Kia Zi Shiru is attempting something incredibly brave with this series in tackling what many might consider a taboo subject, that of the high suicide rate and tendency to self-harm inherent within the Goth culture. Yet, she does it in a way that manages always to be compassionate and never once judgmental.
Black Sheep: Letting Go of the Past saw Vic and Jack taking tentative steps towards building a relationship as Vic battled his addiction to self-harming. By the opening of Book 2, Vic’s deteriorating mental state has him confined to a psychiatric ward.
He is unaware that, beyond the hospital walls, Jack has been made homeless after his parents discovered the truth about his sexuality, or that his close friend Adam is growing physically weaker as his health fails. Through it all, Vic’s big sister Anne juggles her responsibilities, working tirelessly to support her loved ones whilst bringing up her young son.
Beneath the pain and emotional drama, this is essentially a story about love. Displayed in its many forms, love remains the one constant throughout, shedding light upon even the grimmest scenes.

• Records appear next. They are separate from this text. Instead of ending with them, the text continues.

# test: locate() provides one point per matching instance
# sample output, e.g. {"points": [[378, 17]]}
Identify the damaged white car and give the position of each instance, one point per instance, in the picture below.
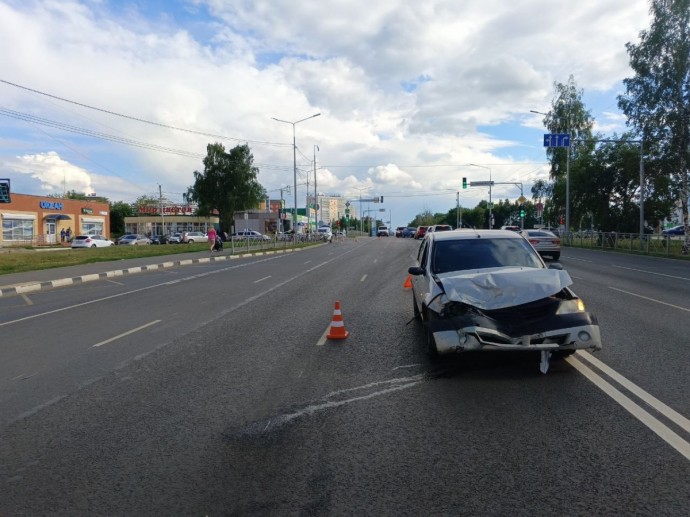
{"points": [[490, 290]]}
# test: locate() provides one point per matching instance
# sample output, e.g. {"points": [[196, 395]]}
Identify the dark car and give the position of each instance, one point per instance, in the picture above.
{"points": [[440, 228], [409, 232], [489, 290], [676, 230]]}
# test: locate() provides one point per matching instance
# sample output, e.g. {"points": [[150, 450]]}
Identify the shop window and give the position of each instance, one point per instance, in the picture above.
{"points": [[17, 229], [92, 229]]}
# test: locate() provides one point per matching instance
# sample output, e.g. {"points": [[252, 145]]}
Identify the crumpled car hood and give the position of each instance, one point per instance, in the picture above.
{"points": [[505, 287]]}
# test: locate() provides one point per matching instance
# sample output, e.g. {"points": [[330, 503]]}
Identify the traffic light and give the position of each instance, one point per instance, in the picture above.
{"points": [[5, 191]]}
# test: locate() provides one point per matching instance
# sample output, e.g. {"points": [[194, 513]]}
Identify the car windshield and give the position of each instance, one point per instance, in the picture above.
{"points": [[466, 254]]}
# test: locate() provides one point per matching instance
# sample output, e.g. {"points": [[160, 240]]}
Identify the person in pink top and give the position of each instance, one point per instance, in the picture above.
{"points": [[212, 237]]}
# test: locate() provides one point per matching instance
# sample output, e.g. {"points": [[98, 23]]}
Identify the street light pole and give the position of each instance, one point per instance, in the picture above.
{"points": [[316, 195], [294, 165], [491, 215]]}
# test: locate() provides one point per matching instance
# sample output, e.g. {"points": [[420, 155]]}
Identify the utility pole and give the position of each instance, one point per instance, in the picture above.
{"points": [[160, 203], [316, 196]]}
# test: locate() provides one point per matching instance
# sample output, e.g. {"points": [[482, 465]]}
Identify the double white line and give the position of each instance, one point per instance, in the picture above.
{"points": [[657, 426]]}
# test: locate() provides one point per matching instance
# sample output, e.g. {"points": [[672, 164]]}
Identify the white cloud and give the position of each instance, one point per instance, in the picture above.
{"points": [[401, 86]]}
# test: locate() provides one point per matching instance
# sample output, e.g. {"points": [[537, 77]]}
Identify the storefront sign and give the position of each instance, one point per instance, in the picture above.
{"points": [[50, 205], [167, 210]]}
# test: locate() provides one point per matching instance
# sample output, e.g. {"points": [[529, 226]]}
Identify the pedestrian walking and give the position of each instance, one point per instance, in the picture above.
{"points": [[212, 237]]}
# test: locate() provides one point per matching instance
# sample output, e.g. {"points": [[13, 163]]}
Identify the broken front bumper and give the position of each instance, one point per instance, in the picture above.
{"points": [[449, 338]]}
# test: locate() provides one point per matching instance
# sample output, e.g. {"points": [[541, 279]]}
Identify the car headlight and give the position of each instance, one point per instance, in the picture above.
{"points": [[571, 306]]}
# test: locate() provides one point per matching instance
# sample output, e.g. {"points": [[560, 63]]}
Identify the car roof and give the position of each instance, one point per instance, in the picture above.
{"points": [[468, 233]]}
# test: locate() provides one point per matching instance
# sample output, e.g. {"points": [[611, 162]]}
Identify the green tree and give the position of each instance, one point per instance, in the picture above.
{"points": [[228, 183], [568, 115], [118, 211], [656, 98]]}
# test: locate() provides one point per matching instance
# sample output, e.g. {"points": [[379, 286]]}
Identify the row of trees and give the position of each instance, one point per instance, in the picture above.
{"points": [[605, 177]]}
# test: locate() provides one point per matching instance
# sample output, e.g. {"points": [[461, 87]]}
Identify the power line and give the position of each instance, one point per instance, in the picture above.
{"points": [[143, 121]]}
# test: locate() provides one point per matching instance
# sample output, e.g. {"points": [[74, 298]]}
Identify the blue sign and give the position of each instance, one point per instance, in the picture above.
{"points": [[51, 205], [557, 140]]}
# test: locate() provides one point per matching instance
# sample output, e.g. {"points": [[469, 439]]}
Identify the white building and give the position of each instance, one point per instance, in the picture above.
{"points": [[331, 207]]}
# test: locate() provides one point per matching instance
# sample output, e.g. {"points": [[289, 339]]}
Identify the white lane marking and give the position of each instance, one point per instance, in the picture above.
{"points": [[653, 273], [652, 401], [661, 430], [414, 365], [25, 376], [651, 299], [115, 338]]}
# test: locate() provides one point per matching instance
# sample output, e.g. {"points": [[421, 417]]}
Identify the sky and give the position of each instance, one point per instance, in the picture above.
{"points": [[121, 98]]}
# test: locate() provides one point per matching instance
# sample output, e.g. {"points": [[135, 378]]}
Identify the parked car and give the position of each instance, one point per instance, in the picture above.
{"points": [[192, 237], [159, 239], [409, 232], [440, 228], [251, 235], [134, 239], [489, 290], [421, 232], [325, 233], [676, 230], [91, 241], [546, 243]]}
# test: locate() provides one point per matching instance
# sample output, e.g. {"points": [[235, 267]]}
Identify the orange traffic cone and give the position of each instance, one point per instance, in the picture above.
{"points": [[337, 330], [408, 282]]}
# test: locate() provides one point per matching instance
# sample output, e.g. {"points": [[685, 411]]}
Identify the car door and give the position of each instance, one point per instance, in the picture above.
{"points": [[420, 283]]}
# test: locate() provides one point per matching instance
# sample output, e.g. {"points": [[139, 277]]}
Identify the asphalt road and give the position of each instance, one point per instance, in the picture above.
{"points": [[209, 389]]}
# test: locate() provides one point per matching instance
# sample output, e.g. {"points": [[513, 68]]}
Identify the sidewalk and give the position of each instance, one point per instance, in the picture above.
{"points": [[30, 281]]}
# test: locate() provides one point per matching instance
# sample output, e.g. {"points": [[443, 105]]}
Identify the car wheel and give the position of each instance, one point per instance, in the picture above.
{"points": [[431, 350], [559, 355], [415, 309]]}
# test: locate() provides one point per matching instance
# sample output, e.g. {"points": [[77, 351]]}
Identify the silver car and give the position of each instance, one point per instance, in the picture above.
{"points": [[134, 239], [91, 241], [490, 290]]}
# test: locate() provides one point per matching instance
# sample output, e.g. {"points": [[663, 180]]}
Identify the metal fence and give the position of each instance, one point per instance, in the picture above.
{"points": [[647, 244]]}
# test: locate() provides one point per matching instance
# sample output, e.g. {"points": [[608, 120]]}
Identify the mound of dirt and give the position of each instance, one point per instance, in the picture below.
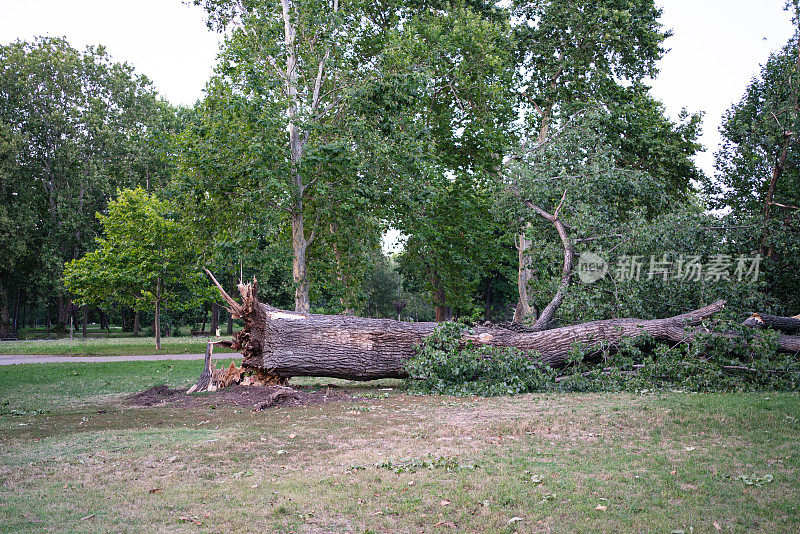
{"points": [[252, 397]]}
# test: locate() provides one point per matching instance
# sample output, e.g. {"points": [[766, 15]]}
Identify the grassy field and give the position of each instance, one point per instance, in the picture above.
{"points": [[109, 346], [73, 457]]}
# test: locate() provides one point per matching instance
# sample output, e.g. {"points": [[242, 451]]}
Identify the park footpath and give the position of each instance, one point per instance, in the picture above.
{"points": [[16, 359]]}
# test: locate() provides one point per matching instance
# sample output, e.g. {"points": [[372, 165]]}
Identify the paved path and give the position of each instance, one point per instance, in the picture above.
{"points": [[13, 359]]}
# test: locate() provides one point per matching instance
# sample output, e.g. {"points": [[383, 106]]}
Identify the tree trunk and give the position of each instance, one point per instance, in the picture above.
{"points": [[214, 318], [523, 308], [62, 309], [158, 326], [302, 303], [288, 344], [5, 313], [442, 312], [229, 330]]}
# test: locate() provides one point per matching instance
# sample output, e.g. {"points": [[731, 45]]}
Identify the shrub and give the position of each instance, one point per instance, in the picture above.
{"points": [[730, 357]]}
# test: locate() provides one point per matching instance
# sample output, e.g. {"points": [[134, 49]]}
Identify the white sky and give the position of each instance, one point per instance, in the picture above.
{"points": [[716, 49]]}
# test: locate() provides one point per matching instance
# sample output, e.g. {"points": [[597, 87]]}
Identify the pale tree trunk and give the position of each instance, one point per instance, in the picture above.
{"points": [[442, 312], [302, 302], [524, 308], [158, 317], [546, 318], [229, 330], [5, 313], [214, 318], [523, 277], [341, 274], [780, 161]]}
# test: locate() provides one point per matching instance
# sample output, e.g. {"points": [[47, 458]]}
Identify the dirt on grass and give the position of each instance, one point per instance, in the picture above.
{"points": [[254, 397]]}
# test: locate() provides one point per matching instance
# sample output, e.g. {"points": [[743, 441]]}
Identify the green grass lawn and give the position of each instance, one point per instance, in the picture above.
{"points": [[109, 346], [74, 458]]}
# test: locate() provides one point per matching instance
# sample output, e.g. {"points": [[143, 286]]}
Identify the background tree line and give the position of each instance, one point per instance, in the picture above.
{"points": [[329, 122]]}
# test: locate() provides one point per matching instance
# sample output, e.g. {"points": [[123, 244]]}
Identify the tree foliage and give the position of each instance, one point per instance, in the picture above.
{"points": [[145, 260]]}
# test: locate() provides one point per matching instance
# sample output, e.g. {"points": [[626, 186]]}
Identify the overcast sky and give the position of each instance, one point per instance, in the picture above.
{"points": [[717, 47]]}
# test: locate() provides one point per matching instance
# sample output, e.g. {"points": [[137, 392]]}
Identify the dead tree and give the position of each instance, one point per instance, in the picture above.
{"points": [[282, 344]]}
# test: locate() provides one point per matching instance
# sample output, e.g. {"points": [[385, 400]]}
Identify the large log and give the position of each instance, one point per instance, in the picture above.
{"points": [[286, 344]]}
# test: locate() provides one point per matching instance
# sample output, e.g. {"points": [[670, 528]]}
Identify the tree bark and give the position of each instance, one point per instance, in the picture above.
{"points": [[288, 344], [523, 308], [5, 314], [158, 326], [214, 318], [302, 303]]}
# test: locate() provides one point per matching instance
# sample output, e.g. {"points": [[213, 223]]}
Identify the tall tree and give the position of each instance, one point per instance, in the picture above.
{"points": [[299, 65], [758, 176], [144, 260], [460, 111], [575, 55], [83, 121]]}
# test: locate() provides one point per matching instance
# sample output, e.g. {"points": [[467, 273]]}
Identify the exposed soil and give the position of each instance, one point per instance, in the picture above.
{"points": [[260, 397]]}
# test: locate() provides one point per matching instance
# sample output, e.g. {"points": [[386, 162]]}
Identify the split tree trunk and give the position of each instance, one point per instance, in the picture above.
{"points": [[288, 344]]}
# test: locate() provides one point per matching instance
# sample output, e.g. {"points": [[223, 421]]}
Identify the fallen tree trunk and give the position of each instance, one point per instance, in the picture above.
{"points": [[286, 344]]}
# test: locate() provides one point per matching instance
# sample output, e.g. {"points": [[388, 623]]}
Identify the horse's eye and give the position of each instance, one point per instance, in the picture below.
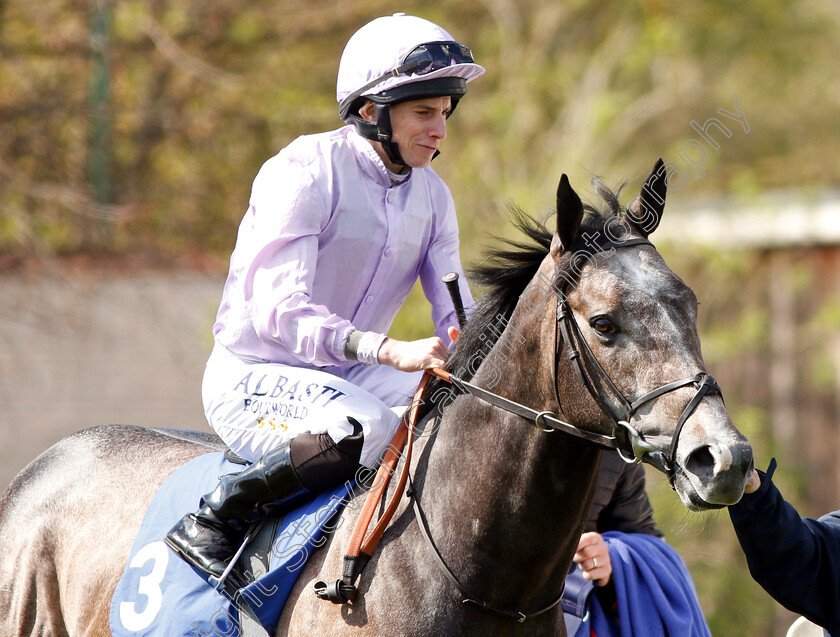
{"points": [[603, 326]]}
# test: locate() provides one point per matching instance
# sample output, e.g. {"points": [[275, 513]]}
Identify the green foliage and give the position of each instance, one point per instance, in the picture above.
{"points": [[202, 93]]}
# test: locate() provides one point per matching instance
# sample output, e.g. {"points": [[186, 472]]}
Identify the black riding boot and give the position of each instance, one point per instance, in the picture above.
{"points": [[208, 538], [278, 482]]}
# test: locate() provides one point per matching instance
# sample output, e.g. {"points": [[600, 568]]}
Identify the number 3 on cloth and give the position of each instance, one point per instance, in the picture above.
{"points": [[149, 587]]}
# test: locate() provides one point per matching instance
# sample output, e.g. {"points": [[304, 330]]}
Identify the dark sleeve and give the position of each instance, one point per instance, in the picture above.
{"points": [[796, 560], [621, 502]]}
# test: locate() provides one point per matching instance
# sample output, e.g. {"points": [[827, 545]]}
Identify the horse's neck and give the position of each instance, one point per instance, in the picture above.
{"points": [[504, 499]]}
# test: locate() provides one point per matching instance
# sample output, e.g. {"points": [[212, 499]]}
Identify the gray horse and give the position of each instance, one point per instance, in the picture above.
{"points": [[585, 324]]}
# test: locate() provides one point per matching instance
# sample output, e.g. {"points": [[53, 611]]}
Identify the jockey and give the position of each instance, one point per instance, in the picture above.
{"points": [[302, 378]]}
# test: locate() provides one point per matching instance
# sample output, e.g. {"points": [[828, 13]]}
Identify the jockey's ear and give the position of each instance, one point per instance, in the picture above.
{"points": [[569, 213]]}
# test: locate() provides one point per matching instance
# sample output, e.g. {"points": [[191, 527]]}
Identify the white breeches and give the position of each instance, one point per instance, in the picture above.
{"points": [[255, 406]]}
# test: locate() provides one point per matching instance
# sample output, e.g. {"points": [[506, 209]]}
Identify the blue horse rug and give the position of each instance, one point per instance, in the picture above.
{"points": [[160, 595], [654, 591]]}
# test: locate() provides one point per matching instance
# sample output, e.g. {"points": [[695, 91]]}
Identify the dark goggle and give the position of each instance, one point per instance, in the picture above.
{"points": [[433, 56], [420, 60]]}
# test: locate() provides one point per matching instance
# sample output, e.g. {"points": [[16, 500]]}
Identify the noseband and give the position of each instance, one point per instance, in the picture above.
{"points": [[629, 443]]}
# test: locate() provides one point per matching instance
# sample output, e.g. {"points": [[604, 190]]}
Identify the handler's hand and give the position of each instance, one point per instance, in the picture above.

Anne’s love for her family is the glue that holds it together, while her developing feelings for Jack’s older brother provide her with some much-needed respite.
For Jack, his love for Vic gives him something to cling to in the midst of the nightmare and offers him hope for the future. Most importantly, it’s Vic’s affection for Adam that initially spurs him on to get better, and his love for Jack which may well be what finally pulls him through.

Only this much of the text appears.